Deux curieux d'histoire naturelle, M. de Chazal, conseiller, et M. le marquis d'Albergati, capitaine de la légion, me proposèrent, il y a quelque temps, d'aller voir, à une lieue et demie d'ici, une caverne considérable ; j'y consentis. Nous nous rendîmes d'abord à la grande rivière. Cette grande rivière, comme toutes celles de cette île, n'est qu'un large ruisseau qu'une chaloupe ne remonterait pas à une portée de fusil de son embouchure. Il y a là un petit établissement formé d'un hôpital et de quelques magasins, et c'est là aussi que commence l'aqueduc qui conduit les eaux à la ville. On voit sur une petite hauteur en pain de sucre, une espèce de fort qui défend la baie.

Après avoir passé la grande rivière, nous prîmes pour guide le meunier du lieu.

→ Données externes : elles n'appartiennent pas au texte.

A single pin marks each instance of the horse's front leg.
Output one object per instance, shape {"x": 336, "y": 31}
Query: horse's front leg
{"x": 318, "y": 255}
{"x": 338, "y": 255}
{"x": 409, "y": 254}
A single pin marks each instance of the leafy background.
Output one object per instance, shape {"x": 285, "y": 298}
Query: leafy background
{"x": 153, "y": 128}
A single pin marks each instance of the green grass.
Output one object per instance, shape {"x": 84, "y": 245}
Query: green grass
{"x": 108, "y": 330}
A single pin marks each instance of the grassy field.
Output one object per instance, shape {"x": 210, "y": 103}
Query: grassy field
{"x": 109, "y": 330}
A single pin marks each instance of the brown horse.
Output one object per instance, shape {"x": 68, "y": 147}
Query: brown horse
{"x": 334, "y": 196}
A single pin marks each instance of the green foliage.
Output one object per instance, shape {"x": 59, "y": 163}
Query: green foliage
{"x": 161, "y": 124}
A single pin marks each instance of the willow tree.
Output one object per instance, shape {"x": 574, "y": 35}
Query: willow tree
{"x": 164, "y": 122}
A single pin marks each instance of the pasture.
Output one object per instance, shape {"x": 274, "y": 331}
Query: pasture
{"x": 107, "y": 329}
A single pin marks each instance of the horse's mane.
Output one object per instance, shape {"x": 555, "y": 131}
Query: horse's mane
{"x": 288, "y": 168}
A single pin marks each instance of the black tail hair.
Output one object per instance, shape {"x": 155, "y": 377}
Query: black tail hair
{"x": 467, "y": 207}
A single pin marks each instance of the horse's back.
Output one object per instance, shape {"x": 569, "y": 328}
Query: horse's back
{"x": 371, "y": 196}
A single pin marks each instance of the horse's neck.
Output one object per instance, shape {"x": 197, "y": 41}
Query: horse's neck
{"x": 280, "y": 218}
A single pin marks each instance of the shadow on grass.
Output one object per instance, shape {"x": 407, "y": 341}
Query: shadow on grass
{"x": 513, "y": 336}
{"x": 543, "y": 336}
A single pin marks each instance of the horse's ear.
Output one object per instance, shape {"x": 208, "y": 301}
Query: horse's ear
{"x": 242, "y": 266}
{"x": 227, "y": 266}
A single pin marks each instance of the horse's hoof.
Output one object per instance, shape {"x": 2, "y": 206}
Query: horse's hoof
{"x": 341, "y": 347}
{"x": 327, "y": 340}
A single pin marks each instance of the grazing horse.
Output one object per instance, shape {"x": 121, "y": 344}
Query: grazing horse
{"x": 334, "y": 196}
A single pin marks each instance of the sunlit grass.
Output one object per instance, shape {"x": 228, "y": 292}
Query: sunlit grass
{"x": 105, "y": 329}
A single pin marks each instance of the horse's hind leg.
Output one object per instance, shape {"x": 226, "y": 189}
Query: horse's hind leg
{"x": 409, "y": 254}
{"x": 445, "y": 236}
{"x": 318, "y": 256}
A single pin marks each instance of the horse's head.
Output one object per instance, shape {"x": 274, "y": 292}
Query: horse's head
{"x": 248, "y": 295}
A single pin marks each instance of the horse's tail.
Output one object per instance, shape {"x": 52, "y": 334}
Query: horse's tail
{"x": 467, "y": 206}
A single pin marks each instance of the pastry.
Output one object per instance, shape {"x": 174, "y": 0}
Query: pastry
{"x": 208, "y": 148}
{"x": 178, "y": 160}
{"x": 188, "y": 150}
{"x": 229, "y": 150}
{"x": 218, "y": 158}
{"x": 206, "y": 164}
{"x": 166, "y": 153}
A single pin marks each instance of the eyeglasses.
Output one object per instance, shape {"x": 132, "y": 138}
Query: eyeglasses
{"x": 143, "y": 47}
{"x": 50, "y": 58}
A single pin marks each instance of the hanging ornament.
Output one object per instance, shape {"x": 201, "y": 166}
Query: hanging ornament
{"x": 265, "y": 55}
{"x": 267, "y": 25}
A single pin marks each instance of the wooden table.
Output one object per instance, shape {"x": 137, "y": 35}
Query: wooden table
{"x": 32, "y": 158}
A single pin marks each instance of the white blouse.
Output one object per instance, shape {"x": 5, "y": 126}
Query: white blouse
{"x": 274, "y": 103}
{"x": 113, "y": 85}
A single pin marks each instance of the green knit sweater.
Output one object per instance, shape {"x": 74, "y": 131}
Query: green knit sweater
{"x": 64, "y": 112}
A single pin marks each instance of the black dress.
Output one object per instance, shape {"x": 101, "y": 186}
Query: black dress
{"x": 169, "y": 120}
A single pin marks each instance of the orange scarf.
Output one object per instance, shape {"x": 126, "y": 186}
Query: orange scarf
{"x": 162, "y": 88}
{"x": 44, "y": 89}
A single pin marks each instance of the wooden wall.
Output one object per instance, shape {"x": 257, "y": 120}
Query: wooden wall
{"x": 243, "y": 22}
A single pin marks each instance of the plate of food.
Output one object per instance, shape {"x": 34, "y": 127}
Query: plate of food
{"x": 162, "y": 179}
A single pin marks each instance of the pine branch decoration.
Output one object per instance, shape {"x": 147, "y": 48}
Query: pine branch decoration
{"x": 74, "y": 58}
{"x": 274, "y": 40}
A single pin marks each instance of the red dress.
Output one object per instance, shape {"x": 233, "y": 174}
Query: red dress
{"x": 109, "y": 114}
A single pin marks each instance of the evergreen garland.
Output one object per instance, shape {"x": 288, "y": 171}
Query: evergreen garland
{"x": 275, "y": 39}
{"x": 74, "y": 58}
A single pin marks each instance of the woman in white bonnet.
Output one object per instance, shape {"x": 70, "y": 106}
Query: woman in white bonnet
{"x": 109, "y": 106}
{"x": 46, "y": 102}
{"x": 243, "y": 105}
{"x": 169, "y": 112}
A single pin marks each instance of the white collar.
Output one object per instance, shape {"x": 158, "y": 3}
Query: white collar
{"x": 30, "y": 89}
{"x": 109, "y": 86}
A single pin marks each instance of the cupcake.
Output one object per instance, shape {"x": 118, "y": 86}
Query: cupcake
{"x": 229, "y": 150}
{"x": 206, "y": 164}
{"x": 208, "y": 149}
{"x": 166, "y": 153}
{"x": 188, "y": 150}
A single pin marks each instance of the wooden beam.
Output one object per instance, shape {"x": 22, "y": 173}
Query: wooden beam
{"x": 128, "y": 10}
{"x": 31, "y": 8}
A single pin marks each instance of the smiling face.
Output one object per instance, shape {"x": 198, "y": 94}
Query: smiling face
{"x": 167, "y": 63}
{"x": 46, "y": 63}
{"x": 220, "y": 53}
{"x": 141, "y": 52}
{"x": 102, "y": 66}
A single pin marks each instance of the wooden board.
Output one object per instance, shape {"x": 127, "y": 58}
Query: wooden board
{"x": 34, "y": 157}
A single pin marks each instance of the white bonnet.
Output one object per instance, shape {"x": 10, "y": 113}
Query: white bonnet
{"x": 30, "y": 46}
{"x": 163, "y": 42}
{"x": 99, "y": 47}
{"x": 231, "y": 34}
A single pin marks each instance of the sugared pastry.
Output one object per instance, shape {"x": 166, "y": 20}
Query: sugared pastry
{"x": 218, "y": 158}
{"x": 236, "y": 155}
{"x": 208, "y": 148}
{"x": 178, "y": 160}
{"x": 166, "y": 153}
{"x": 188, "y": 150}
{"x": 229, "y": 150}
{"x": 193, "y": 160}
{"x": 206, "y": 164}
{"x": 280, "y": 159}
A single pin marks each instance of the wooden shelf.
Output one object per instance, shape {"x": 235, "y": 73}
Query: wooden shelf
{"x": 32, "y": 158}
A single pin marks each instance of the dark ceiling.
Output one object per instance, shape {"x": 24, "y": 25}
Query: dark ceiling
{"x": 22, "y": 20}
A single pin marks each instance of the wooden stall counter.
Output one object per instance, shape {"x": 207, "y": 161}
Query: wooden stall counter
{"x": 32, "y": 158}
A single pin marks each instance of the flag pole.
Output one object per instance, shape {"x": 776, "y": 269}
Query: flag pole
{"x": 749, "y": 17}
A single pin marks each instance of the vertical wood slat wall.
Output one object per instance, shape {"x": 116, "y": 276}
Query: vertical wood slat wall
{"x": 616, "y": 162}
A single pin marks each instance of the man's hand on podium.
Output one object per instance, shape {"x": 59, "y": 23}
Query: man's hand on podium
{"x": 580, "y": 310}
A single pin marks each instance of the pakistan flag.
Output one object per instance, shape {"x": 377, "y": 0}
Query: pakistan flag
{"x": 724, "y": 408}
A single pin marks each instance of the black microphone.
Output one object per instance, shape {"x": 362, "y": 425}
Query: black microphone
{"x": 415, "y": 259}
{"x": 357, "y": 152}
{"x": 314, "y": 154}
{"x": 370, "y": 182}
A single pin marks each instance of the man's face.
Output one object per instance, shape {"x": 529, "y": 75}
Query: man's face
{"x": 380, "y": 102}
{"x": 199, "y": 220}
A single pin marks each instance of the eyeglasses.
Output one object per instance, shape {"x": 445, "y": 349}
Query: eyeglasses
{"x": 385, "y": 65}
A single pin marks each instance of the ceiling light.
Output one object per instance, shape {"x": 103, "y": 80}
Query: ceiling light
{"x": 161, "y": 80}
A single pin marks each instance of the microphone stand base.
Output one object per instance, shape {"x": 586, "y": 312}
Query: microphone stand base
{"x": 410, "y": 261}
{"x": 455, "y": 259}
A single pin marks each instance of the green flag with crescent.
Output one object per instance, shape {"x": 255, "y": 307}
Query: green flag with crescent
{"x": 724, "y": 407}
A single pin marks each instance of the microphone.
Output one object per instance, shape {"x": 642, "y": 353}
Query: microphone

Nous marchâmes environ trois quarts d'heure, à l'ouest, au milieu des bois. Comme nous étions en plaine, je me croyais fort éloigné de la caverne, dont je supposais l'ouverture au flanc de quelque montagne, lorsque nous la trouvâmes, sans y penser, à nos pieds. Elle ressemble au trou d'une cave dont la voûte se serait éboulée. Plusieurs racines de mapou descendent perpendiculairement, et barrent une partie de l'entrée : on avait cloué au cintre une tête de bœuf.

Avant de descendre dans cet abîme, on déjeuna ; après quoi, on alluma de la bougie et des flambeaux, et nous nous munîmes de briquets pour faire du feu.

Nous descendîmes une douzaine de pas sur les rochers qui en bouchent l'ouverture, et je me trouvai dans le plus vaste souterrain que j'aie vu de ma vie. Sa voûte est formée d'un roc noir, en arc surbaissé. Sa largeur est d'environ trente pieds, et sa hauteur de vingt. Le sol en est fort uni, il est couvert d'une terre fine que les eaux des pluies y ont déposée. De chaque côté de la caverne, à hauteur d'appui, règne un gros cordon avec des moulures. Je le crois l'ouvrage des eaux qui y coulent dans la saison des pluies, à différens niveaux. Je confirmai cette observation par la vue de plusieurs débris de coquilles terrestres et fluviatiles. Cependant, les gens du pays croient que c'est un ancien soupirail de volcan ; il me paraît plutôt que c'est l'ancien lit d'une rivière souterraine. La voûte est enduite d'un vernis luisant et sec, espèce de concrétion pierreuse qui s'étend sur les parois, et, en quelques endroits, sur le sol même. Cette concrétion y forme des stalactites ferrugineuses qui se brisaient sous nos pieds comme si nous eussions marché sur une croûte de glace.

Nous marchâmes assez long-temps, trouvant le terrain parfaitement sec, excepté à trois cents pas de l'entrée par où une partie de la voûte est éboulée. Les eaux supérieures filtraient à travers les terres, et formaient quelques flaques sur le sol.